Humanities, social science professors work U.S. Capitol riot into class discussions to ‘process’ event

Media Credit: File Photo by Zach Brien | Staff Photographer

For students, discussing the Capitol riot is a way to process the disturbing event and connect their coursework to the world, professors said.

Updated: Jan. 19, 2020 at 9:09 p.m.

After rioters supporting President Donald Trump stormed the U.S. Capitol earlier this month, American studies professor Amber Musser used the event as an opportunity to talk about its role in racial tensions in the country.

She said she usually brings up current events in her courses, which include The African American Experience and COVID: Race, Gender and Uprisings, adding that discussing the riot help frame her classes “as an investigation of the present.” Musser said her class held a “robust conversation” about the insurrection, allowing students to process their feelings, questions and anxieties around the day.

Musser is one of five humanities and social science professors who said they plan to further dissect the day’s event and connect the riot with lessons in their classes. The professors said they will also spend time in class checking in with their students and giving them an opportunity to cope with the stress of living in the District as Wednesday’s presidential inauguration brings more safety concerns.

Political scientists across the country, including 21 GW faculty, signed a letter earlier this month calling for Trump’s removal from office in light of his actions to reject a peaceful transfer of power, his efforts to pressure election officials to overturn state election results and his role in inciting the Capitol riot.

Students living in D.C. said they felt “anxious” about being in the District after the riot and planned to stock up on groceries for the week of the inauguration to avoid the potential violence on Wednesday.

Harris Mylonas, an associate professor of political science and international affairs, said he plans to discuss the riot and the reasoning behind it in his classes on patriotism and nationalism. He said the Capitol riot is hard to discuss because it is a “traumatic” event, but he plans to ask students to consider whether the riot could be considered a patriotic act by those who participated – to which Mylonas says, based on U.S. laws and “the current constitutive story,” it was not.

“The idea would be that we find some way to have a debate about this that helps us understand better some of the concepts that we are planning to cover in this semester,” Mylonas said.

He said he plans to use the riot and the debates around it to lead into his course readings like “Antigone,” which allows students to make parallels to the insurrection.
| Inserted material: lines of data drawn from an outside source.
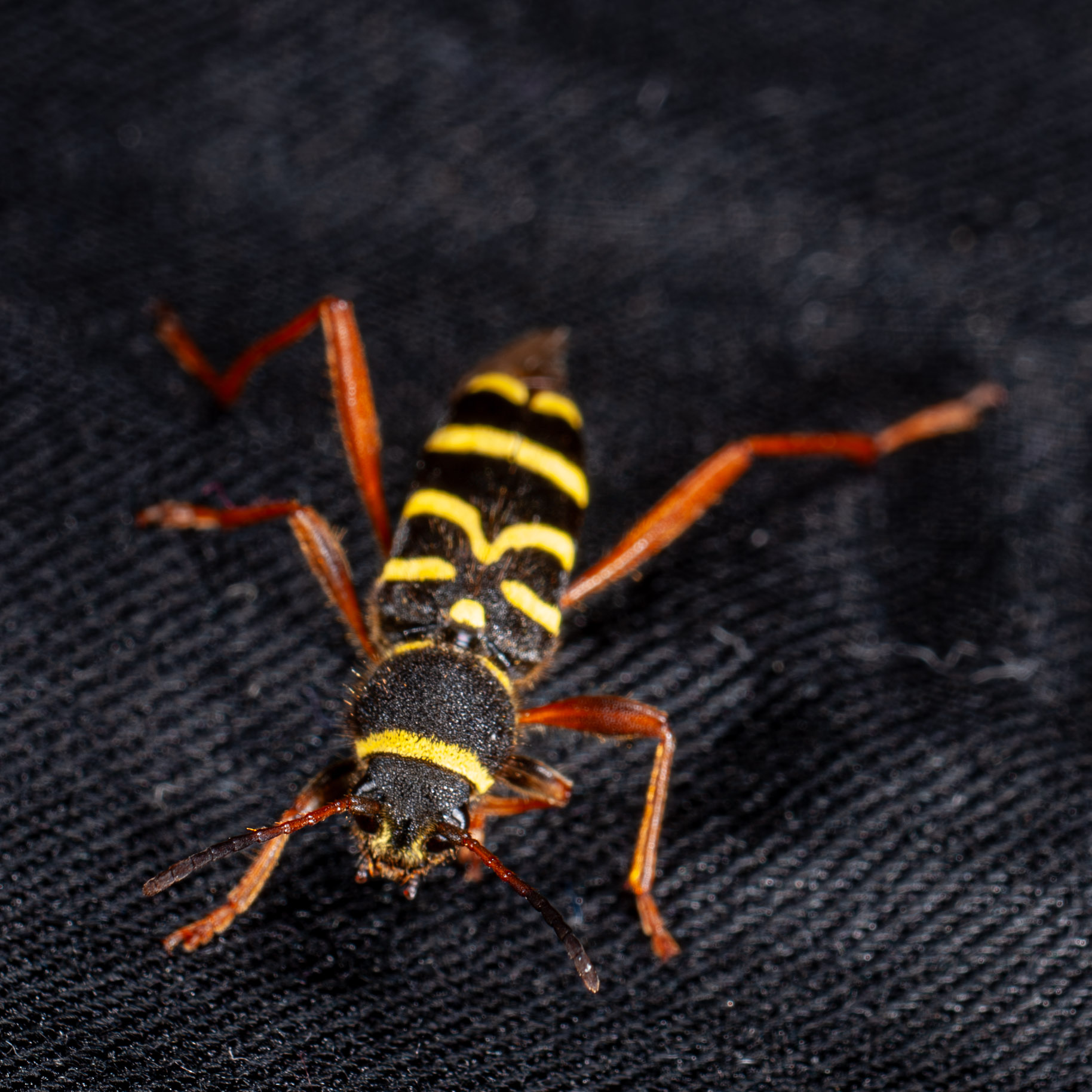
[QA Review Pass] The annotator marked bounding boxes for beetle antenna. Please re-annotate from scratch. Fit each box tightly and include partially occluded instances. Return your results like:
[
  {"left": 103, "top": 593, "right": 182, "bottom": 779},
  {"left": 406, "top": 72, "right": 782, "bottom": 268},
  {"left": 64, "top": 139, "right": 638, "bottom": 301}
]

In Antigone, the protagonist’s brother was not to be buried because he had betrayed his city’s government, which Mylonas said one could draw parallels to what occurred at the Capitol as rioters broke laws, which some participants could argue was necessary to accomplish their goal.
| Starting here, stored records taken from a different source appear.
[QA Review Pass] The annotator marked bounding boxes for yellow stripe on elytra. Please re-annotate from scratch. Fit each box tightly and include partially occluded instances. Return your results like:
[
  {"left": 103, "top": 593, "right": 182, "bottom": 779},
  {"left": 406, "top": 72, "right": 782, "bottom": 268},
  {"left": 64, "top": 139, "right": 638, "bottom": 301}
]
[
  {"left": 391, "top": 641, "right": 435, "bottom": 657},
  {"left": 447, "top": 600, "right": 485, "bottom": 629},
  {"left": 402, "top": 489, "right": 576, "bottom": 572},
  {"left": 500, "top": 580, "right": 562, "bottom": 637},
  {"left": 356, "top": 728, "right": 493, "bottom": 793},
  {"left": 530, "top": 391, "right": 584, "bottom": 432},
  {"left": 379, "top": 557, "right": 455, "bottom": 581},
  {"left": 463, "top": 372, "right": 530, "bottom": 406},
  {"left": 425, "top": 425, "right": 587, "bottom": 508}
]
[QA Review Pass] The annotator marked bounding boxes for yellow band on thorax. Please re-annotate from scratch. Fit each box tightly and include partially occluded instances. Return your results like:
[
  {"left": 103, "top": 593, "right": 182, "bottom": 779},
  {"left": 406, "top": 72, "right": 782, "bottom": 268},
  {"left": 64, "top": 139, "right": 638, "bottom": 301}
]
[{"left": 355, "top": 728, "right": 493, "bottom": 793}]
“It is true that a lot of these concepts that we’re dealing with for the semester are very much intertwined with the debate that is being had right now in the global sphere,” Mylonas said.

Rebekah Tromble, an associate professor of media and public affairs and the director of the Institute for Data, Democracy and Politics, said her students “dove right into” the topic, connecting the hostility of the riot to how social media companies can “incentivize” toxic and hateful content in U.S. politics. Multiple social media platforms suspended or banned Trump’s account after his response to the riot, and some platforms also removed accounts or pages spreading misinformation since then.
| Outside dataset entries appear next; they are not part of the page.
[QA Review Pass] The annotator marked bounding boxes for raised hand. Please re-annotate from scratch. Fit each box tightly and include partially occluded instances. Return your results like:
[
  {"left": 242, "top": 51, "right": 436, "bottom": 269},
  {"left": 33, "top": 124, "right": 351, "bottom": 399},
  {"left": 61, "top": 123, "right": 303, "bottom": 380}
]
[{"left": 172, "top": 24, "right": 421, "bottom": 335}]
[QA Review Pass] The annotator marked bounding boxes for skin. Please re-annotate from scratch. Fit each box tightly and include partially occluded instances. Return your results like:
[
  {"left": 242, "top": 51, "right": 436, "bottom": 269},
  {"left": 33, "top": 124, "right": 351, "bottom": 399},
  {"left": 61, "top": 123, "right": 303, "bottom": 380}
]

Tromble said she plans to be “up front” about the riot during her class discussions by acknowledging the impact that the insurrection has had on those who live in the District and on those who do not.

“On an intellectual level, discussing the riot can provide students with new ideas or an additional lens through which to process and understand what we all witnessed,” Tromble said.

She added that she will set aside time in the beginning of her class for students to speak freely with each other without recording the class meeting as both a check-in and a chance for them to learn how to cope with their stress. She said she used check-ins as part of her teaching last semester and found them to be “really effective,” especially when major current events occurred.

“And on a personal level, while we’re so dispersed from one another, talking about the riot in class can be cathartic,” Tromble said. “Our classes provide a space for students to ask questions and share their views, getting feedback and support from professors and peers.”

Robert Stoker, a professor of political science, public policy and public administration, said he will not initiate discussions nor alter the curricula in his courses Poverty, Work and Welfare and Politics of Inequality in the US to include the Capitol riot. He said while he is not planning to bring it up in class himself, he understands students’ desire to comment on the riot and will not stop a potential discussion if it arises.

“The classes are supposed to be about more fundamental things than current events that are in the news, and the curriculum was established and planned a long time ago and has evolved over time to reflect broader questions than current events can appropriately cover,” Stoker said.

He said having an open environment where students can express their thoughts, give feedback and “react intelligently” to their peers is an “important” part of education.

“It’s generally good when students are able to relate their studies to things that are going around them in the world, and that’s an effort that I will support,” Stoker said.

Editor’s note: This post was updated to clarify a quote from Harris Mylonas.